The show briefly touches on, but does not really explore, the ease with which this version of 1962 America has sold its soul to Greater Reich. The story arch of John Smith touches on the issue, but since its also heavily about the struggle with his family, it is not really addressed in some depth. And it should be, because we are seeing it here in “real” America, the living hell of Trumplandia.

Americans (some of them) are selling their souls cheap. Consider:


There’s a new essay in the New York Review of Books, called “The Suffocation of Democracy.” It deals at some length with the parallels between the disintegration of the Weimar democracy and ours. No, it’s not a Hitler analogy, but it is an insight into how liberal democracies fail, from a historian of the Nazi era, Christopher Browning. What Browning understands is the critical role that traditional conservatism has historically played in the construction of authoritarianism and fascism. Because the old-school GOP agenda — massive tax cuts for the wealthy and ending affordable health insurance for millions — cannot get support on its own, they have hitched their wagon to someone who commands the masses through rank populism. But the risk — as occurred in 1930s Germany — is that the pawn can become the master.

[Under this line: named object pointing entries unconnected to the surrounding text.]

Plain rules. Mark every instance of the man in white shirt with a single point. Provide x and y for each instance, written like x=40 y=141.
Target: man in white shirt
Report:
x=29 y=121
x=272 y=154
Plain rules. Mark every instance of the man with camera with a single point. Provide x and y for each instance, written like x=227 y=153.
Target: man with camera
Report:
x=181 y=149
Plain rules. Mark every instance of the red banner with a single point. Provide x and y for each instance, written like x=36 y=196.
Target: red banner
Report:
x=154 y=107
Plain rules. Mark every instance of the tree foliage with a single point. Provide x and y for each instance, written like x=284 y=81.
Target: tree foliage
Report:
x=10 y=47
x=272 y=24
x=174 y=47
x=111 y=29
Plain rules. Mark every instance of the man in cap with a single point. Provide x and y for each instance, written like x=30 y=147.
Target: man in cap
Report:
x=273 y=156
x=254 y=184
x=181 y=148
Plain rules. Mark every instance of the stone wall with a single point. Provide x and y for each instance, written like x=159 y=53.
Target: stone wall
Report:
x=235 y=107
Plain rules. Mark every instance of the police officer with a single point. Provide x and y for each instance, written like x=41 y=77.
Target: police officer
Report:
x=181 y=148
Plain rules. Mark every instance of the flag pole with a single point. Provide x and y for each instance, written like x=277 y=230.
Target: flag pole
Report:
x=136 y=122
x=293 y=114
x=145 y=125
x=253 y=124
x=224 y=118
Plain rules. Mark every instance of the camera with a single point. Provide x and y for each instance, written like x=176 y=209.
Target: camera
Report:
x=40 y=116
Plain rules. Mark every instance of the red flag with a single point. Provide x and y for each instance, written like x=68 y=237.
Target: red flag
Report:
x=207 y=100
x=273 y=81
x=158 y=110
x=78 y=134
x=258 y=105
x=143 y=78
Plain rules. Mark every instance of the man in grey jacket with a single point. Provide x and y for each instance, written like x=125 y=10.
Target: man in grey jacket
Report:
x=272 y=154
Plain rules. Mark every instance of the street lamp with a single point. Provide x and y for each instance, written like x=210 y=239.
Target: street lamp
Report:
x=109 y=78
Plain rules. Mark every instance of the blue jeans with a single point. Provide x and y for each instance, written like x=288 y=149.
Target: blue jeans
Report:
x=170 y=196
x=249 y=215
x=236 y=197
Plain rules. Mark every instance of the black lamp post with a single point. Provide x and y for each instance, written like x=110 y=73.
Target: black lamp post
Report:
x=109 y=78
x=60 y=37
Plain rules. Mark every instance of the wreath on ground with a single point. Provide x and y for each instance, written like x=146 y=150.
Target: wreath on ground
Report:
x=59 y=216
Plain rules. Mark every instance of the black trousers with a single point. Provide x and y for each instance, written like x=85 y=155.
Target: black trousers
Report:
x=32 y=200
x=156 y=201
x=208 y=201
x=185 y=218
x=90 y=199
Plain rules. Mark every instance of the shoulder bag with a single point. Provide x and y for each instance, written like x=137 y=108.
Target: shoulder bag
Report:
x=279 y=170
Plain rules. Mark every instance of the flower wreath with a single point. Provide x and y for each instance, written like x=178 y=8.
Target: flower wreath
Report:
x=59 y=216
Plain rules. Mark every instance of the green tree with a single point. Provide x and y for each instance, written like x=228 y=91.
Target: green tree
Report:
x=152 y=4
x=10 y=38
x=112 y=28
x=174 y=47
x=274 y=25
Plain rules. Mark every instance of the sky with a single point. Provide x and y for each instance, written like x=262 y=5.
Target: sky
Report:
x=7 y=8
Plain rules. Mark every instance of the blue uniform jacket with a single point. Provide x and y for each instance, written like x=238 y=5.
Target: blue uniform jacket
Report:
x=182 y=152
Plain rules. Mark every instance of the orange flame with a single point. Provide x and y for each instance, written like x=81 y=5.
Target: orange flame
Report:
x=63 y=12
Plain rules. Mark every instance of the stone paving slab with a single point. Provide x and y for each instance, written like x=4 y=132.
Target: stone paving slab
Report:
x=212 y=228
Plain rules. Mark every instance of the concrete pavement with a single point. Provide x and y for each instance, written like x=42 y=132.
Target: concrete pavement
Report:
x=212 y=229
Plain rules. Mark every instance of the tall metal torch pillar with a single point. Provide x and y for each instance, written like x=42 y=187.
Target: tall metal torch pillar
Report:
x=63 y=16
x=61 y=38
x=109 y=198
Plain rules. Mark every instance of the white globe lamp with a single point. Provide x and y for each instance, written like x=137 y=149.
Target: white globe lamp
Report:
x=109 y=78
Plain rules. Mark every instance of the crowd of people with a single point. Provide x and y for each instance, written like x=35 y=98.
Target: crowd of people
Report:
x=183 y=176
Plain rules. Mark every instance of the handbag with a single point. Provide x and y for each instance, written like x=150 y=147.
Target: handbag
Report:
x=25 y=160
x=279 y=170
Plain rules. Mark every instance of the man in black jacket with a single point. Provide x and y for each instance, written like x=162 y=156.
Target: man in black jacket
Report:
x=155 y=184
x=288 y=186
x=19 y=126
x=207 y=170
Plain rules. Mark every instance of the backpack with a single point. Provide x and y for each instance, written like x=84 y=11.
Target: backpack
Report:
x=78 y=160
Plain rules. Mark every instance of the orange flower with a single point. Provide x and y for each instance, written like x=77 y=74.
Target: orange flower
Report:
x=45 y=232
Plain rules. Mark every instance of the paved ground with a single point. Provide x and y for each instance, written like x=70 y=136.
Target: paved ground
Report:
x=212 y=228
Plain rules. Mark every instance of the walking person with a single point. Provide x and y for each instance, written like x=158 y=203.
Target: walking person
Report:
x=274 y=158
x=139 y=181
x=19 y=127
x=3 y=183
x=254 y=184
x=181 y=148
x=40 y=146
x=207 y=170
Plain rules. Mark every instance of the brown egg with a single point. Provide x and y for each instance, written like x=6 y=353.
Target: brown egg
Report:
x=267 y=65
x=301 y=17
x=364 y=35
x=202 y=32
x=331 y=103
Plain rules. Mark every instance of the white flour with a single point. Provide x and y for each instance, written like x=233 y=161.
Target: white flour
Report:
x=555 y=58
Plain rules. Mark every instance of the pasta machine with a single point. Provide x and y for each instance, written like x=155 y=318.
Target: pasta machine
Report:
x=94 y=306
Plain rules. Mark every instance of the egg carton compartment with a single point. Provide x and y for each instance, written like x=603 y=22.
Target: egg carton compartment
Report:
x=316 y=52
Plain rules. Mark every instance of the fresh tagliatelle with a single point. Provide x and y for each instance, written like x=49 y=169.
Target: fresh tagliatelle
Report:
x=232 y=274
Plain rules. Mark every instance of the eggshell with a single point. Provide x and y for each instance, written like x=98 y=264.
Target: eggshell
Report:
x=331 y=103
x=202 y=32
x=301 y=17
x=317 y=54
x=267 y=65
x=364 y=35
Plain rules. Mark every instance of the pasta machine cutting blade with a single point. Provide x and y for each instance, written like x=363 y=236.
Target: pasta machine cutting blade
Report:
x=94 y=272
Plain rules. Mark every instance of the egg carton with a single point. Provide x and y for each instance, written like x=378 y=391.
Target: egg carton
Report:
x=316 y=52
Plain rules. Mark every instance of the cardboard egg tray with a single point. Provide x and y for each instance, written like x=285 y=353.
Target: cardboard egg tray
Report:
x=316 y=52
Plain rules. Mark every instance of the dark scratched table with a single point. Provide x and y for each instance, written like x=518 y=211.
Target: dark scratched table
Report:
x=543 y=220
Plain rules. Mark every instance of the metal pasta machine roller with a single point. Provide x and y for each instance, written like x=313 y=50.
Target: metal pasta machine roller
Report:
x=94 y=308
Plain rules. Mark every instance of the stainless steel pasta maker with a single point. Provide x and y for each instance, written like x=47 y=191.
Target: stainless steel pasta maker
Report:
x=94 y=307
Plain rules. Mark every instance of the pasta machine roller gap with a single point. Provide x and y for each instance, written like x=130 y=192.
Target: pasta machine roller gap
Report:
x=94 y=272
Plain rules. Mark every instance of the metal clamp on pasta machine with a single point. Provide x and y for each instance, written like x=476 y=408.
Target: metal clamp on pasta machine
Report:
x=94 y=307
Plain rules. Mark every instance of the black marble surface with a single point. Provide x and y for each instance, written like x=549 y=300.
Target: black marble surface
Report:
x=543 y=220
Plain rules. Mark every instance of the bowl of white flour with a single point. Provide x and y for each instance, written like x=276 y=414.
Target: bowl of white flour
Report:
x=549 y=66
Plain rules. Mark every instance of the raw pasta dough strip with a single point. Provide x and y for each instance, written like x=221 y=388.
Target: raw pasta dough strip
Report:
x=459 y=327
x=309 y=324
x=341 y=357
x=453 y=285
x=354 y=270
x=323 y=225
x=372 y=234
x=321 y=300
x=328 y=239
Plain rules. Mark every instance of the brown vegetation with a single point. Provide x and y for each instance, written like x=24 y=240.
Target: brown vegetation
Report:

As a parallel to the German president, Paul von Hindenburg, Browning proposes Mitch McConnell, a mainstream figure who has devoted his career to the wreckage of liberal democratic norms and the attempted establishment of one-party rule in America. Money quote:
[McConnell] stoked the hyper-polarization of American politics to make the Obama presidency as dysfunctional and paralyzed as he possibly could. As with parliamentary gridlock in Weimar, congressional gridlock in the US has diminished respect for democratic norms, allowing McConnell to trample them even more.


This is the Erdogan model; the Orban example; it could well be the Bolsonaro formula in Brazil. It retains the trappings of a liberal democratic system, while gutting its core principles in favor of a strongman. It is entrenching itself more deeply here. And it is no laughing matter.



I find the failure of the nation to respond to the New York Times story or the horrific story of the murder of Washington Post journalist Jamal Kashoggi, evidently organized by our “partner for peace”, Saudi Arabia to be both deeply disturbing.

The President of the United States seems determined to just go through the motions, mouthing what people have told him are the correct words while remaining greedily focused on the money the Saudis have sent his way.

And while this is occurring, the Orange Menace is finding an interesting way to package it up, to sell to his sick followers. As Trevor Noah notes in this thoughtful, well-versed monologue below, he is weaponizing victimhood. The Trump administration is committing unspeakable acts against American norms and constitutional government, and yet, somehow, he and his twisted followers think they are the ones getting the short end of the deal:

I hope you took the time to watch the whole video. He’s right.